Etrange coïncidence. Adolf Hitler et Winston Churchill ont découvert la guerre presque au même endroit, à quelques kilomètres de Lille et à l'abri du feu des tranchées.

Devant la ferme flamande qui lui sert de poste de commandement, Winston Churchill, 41 ans, a sorti ses tubes de gouache. Echoué à Ploegsteert (Comines-Warneton), dans la province de Hainaut, il rumine sa disgrâce et peint pour tromper l'ennui. Révoqué de son poste de ministre de la Marine en mai 1915, à la suite de l'échec de l'expédition des Dardanelles contre les Turcs, dont il était l'ardent promoteur, le politicien ambitieux veut se refaire une santé politique en gagnant ses galons de combattant sur le front. Dans un secteur, si possible, pas trop exposé...




Le 26 janvier 1916, le lieutenant-colonel Churchill prend ses quartiers dans cette ville wallonne distante de deux kilomètres du front. Depuis octobre 1914, celui-ci s'est stabilisé sur ces terres légèrement vallonnées et parsemées de bois, qui offrent des refuges naturels aux soldats. Le secteur est calme. Les fermiers continuent d'exploiter leurs terres. En ville, le commerce local profite de la présence des militaires. Les citadins les plus pauvres sont embauchés pour creuser les positions de deuxième ligne. Du haut de la colline 63 (nommée ainsi par les Anglais du fait de son altitude), là où le front s'est arrêté, le commandant du sixième bataillon du Royal Scots Fusiliers peut apercevoir les ruines du monastère de Messines. Occupé par les Allemands, ce village au sud d'Ypres a accueilli quelques mois plus tôt, entre décembre 1914 et mars 1915, un autre étranger amené, comme lui, à devenir célèbre.

Dans la ferme Bethléem qu'il occupe, l'engagé volontaire Adolf Hitler, 26 ans, manie lui aussi plus souvent les pinceaux que les armes. Bâtiments éventrés, fermes dépouillées de leurs tuiles, mornes paysages aux arbres décharnés..., le peintre raté aurait réalisé une vingtaine d'aquarelles durant son séjour en Flandre. Trente ans plus tard, dans le bunker berlinois du Führer, les armées soviétiques retrouveront un dessin de l'époque. Une rangée de soldats y figure, surmontée de cette phrase : "Auf nach Comines" (En route pour Comines).
Cette ville franco-belge sert de base arrière aux soldats du régiment List, auquel Hitler appartient. Le jeune homme y a ses habitudes au bien nommé café Le Fossoyeur. Plus tard, la tenancière de l'établissement évoquera le souvenir d'un homme "taiseux, peu estimé de ses compatriotes, restant souvent pensif dans un coin du café, en compagnie de son chien". Venu des lignes anglaises, ce fox-terrier rebaptisé Fuchs (renard) échappe à la haine que voue Hitler aux Tommies. Fin décembre 1914, Hitler se montre révulsé d'apprendre que certains hommes de son régiment ont échangé des cadeaux avec les Britanniques lors de la fameuse trêve de Noël.

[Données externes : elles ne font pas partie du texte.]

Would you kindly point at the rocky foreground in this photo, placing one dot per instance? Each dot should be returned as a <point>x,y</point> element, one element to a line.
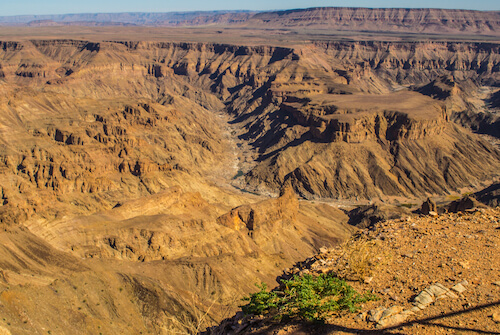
<point>433,274</point>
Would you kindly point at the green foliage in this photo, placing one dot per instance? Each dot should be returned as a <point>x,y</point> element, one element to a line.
<point>309,298</point>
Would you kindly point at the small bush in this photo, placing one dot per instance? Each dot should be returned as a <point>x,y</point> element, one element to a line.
<point>309,298</point>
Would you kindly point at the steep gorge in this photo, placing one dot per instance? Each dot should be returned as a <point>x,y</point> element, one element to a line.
<point>114,157</point>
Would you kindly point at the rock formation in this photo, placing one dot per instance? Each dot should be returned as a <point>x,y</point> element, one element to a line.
<point>139,180</point>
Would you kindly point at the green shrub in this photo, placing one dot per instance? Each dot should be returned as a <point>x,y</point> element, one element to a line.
<point>309,298</point>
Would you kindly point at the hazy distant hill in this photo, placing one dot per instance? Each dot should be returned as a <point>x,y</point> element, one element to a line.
<point>141,19</point>
<point>434,21</point>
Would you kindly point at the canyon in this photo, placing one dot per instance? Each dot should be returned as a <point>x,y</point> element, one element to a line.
<point>148,184</point>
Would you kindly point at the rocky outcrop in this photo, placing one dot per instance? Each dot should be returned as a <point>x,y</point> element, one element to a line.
<point>385,19</point>
<point>428,206</point>
<point>253,217</point>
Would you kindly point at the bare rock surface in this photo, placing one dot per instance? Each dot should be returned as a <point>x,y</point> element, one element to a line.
<point>145,186</point>
<point>442,277</point>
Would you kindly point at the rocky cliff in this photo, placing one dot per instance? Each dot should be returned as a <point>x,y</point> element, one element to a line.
<point>134,160</point>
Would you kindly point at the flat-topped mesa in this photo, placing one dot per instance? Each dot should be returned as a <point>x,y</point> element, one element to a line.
<point>416,20</point>
<point>479,58</point>
<point>385,119</point>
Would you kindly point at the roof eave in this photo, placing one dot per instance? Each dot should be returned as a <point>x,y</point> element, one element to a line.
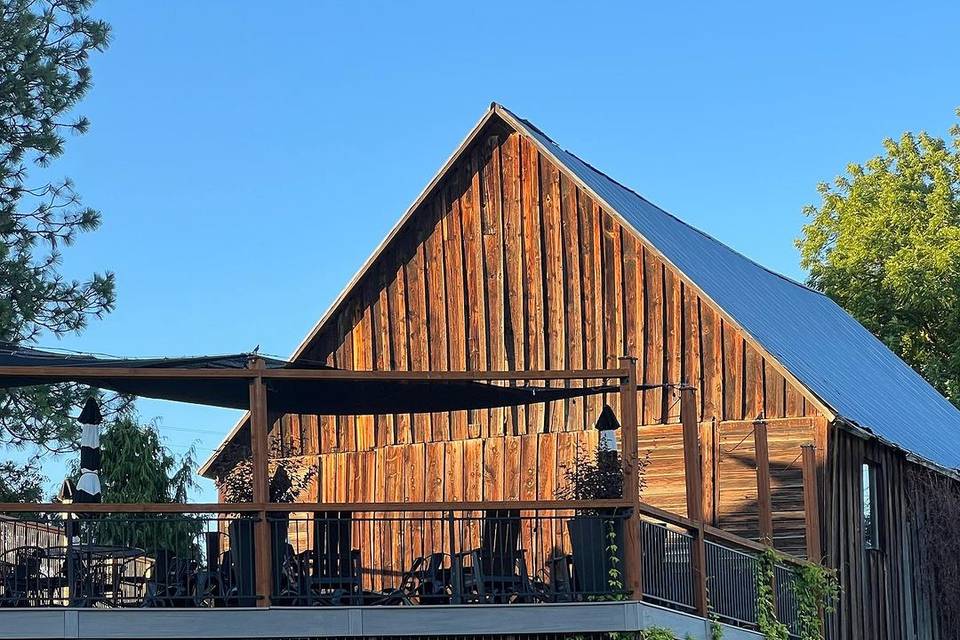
<point>206,468</point>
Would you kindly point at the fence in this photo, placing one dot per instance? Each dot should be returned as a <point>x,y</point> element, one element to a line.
<point>482,553</point>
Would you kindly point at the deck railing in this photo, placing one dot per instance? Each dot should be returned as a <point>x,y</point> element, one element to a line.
<point>386,554</point>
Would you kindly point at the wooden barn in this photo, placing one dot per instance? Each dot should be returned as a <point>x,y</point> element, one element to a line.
<point>520,256</point>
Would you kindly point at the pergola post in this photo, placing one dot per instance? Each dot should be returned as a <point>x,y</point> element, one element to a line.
<point>811,503</point>
<point>260,453</point>
<point>629,421</point>
<point>764,499</point>
<point>693,475</point>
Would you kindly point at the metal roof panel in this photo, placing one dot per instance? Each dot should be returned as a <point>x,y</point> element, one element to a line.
<point>818,342</point>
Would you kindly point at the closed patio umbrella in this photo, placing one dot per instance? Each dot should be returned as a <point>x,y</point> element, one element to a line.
<point>88,487</point>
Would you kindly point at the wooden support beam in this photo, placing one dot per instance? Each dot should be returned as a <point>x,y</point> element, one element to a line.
<point>764,498</point>
<point>694,487</point>
<point>629,424</point>
<point>57,374</point>
<point>811,503</point>
<point>261,485</point>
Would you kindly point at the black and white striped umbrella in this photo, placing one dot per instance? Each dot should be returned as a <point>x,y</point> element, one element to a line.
<point>88,487</point>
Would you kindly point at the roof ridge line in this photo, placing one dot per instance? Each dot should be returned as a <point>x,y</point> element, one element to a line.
<point>661,209</point>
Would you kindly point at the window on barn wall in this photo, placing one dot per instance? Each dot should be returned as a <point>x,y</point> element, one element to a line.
<point>871,507</point>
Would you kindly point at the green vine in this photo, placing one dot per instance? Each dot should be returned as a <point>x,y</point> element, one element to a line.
<point>716,629</point>
<point>767,623</point>
<point>816,590</point>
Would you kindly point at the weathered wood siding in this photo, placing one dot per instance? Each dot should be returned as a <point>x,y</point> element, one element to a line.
<point>508,265</point>
<point>881,593</point>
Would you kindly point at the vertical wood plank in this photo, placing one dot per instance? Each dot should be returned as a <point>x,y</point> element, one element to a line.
<point>453,486</point>
<point>455,280</point>
<point>399,341</point>
<point>493,488</point>
<point>673,338</point>
<point>515,326</point>
<point>475,269</point>
<point>764,502</point>
<point>732,373</point>
<point>654,366</point>
<point>417,326</point>
<point>473,469</point>
<point>492,231</point>
<point>530,203</point>
<point>556,339</point>
<point>691,346</point>
<point>591,267</point>
<point>385,423</point>
<point>511,467</point>
<point>436,308</point>
<point>546,471</point>
<point>811,503</point>
<point>694,488</point>
<point>754,408</point>
<point>573,296</point>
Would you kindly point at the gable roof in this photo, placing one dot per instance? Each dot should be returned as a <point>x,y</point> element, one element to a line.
<point>835,360</point>
<point>825,349</point>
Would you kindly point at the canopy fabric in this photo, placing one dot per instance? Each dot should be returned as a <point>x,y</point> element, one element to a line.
<point>306,396</point>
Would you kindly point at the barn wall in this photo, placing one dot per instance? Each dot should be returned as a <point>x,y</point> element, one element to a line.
<point>881,593</point>
<point>507,265</point>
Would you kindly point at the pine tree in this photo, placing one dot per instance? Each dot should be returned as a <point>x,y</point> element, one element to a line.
<point>44,50</point>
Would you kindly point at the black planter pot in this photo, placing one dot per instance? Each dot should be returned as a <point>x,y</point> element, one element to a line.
<point>241,548</point>
<point>591,559</point>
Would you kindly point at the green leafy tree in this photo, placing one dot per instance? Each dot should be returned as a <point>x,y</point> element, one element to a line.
<point>884,243</point>
<point>21,482</point>
<point>44,72</point>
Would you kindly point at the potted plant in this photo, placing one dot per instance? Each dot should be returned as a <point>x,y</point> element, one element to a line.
<point>596,535</point>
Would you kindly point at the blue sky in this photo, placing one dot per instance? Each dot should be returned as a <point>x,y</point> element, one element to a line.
<point>248,160</point>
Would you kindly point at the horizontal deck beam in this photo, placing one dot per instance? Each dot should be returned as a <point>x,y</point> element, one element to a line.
<point>148,373</point>
<point>137,624</point>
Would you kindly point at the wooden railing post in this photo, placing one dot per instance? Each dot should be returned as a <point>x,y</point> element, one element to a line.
<point>694,488</point>
<point>811,503</point>
<point>629,424</point>
<point>764,499</point>
<point>260,459</point>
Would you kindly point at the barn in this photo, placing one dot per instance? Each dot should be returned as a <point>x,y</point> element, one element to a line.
<point>519,255</point>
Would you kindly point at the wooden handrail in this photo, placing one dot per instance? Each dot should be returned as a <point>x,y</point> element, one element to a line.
<point>253,507</point>
<point>149,373</point>
<point>646,509</point>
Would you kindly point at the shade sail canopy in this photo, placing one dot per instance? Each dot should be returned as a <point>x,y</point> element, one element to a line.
<point>154,378</point>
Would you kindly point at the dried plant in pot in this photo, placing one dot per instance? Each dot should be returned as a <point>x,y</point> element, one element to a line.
<point>289,479</point>
<point>596,535</point>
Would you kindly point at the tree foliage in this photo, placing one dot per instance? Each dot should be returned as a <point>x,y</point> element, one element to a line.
<point>137,467</point>
<point>884,243</point>
<point>44,50</point>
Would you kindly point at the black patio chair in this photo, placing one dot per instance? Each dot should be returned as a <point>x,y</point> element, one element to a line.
<point>333,565</point>
<point>496,572</point>
<point>427,582</point>
<point>171,582</point>
<point>22,577</point>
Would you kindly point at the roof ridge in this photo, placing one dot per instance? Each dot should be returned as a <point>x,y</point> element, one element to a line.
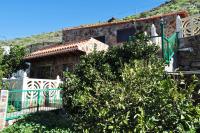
<point>183,13</point>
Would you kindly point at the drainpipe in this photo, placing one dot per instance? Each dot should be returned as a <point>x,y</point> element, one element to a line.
<point>162,35</point>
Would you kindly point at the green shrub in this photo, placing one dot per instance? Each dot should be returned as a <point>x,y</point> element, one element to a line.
<point>125,89</point>
<point>44,122</point>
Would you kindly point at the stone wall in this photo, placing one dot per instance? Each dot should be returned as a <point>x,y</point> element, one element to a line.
<point>38,46</point>
<point>189,53</point>
<point>55,63</point>
<point>109,30</point>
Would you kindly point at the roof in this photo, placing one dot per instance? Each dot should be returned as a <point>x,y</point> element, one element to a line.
<point>183,14</point>
<point>85,46</point>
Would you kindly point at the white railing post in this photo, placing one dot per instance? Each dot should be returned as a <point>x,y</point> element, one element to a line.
<point>155,39</point>
<point>24,87</point>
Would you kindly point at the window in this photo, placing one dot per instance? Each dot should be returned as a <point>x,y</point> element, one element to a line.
<point>44,72</point>
<point>100,38</point>
<point>124,34</point>
<point>67,67</point>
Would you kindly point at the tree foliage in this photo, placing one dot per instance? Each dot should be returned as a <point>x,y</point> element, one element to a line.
<point>125,89</point>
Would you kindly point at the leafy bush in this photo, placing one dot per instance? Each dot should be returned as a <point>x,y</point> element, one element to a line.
<point>125,89</point>
<point>48,122</point>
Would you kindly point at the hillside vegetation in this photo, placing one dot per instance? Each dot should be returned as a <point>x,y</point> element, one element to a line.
<point>192,6</point>
<point>35,39</point>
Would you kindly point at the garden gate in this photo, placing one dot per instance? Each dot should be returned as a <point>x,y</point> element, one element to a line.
<point>24,102</point>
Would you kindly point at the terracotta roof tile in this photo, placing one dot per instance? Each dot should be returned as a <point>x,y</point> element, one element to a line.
<point>181,13</point>
<point>59,49</point>
<point>64,48</point>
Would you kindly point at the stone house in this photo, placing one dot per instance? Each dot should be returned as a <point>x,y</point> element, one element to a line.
<point>117,32</point>
<point>52,60</point>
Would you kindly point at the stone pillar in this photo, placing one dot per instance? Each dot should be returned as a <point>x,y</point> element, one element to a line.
<point>179,27</point>
<point>3,107</point>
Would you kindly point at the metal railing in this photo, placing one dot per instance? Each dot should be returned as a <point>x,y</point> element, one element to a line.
<point>191,25</point>
<point>24,102</point>
<point>169,44</point>
<point>169,47</point>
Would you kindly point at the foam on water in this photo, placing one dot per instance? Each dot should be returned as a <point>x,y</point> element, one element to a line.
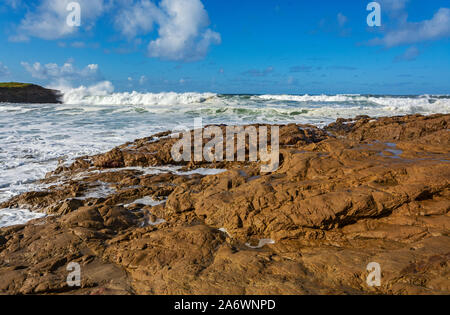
<point>35,138</point>
<point>10,217</point>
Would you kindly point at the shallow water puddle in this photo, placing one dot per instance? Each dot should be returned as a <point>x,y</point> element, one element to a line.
<point>146,201</point>
<point>261,244</point>
<point>102,190</point>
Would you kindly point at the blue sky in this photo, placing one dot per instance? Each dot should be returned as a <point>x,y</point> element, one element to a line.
<point>246,46</point>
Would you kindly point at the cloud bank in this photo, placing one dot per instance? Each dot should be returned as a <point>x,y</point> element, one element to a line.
<point>436,28</point>
<point>182,25</point>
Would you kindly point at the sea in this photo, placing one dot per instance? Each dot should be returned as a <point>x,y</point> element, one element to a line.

Lors des permissions lilloises, tandis que ses camarades écument les estaminets et les maisons closes qui font florès dans la "capitale des Flandres", Adolf Hitler, un carnet de croquis à la main, renoue avec son métier d'avant-guerre, lorsqu'il peignait des cartes postales à Munich. S'il ne fait pas l'unanimité dans la troupe, ce n'est pas seulement parce qu'il est dénué d'humour et peu porté sur la gaudriole. Quelques jours après son arrivée sur le front, en octobre 1914, sa déférence ostensible est récompensée : il est nommé estafette et affecté au quartier général du régiment List. Chargé de transmettre aux officiers les messages du haut commandement, il échappe au feu. Ses anciens camarades l'assimilent donc à un "cochon de l'arrière", un de ces planqués qui ont tout fait pour se soustraire aux dangers du front. Une triste réputation que la propagande nazie ne cessera de cacher dans les années 1930.




Moins méchant, le surnom de Winston Churchill révèle également son peu de goût pour les offensives sabre au clair. Windy Bill - littéralement "Bill dans le vent" - évoque sa capacité à déguerpir au galop vers l'arrière lors de bombardements trop intensifs. Un jour, il écrit à sa femme Clementine qu'il aurait été insensé de s'exposer à la mort : "Cela aurait provoqué la joie de mes ennemis [...] et un appauvrissement du potentiel de guerre de la Grande-Bretagne dont personne ne pourrait évaluer la portée."

Doté d'une trop haute opinion de lui-même pour se laisser tuer bêtement en première ligne, le jeune lion, déprimé par son éloignement du pouvoir, replonge dans l'arène politique londonienne dès mai 1916. Député, il devient ministre de l'Armement en juillet 1917. A la fin de la guerre, il retourne à Ploegsteert et constate que ses vieilles fermes "ne sont plus que ruines". Adolf Hitler, lui, attendra l'invasion allemande de 1940 pour effectuer son pèlerinage flamand sur des champs de bataille qu'il présente alors comme son "université politique".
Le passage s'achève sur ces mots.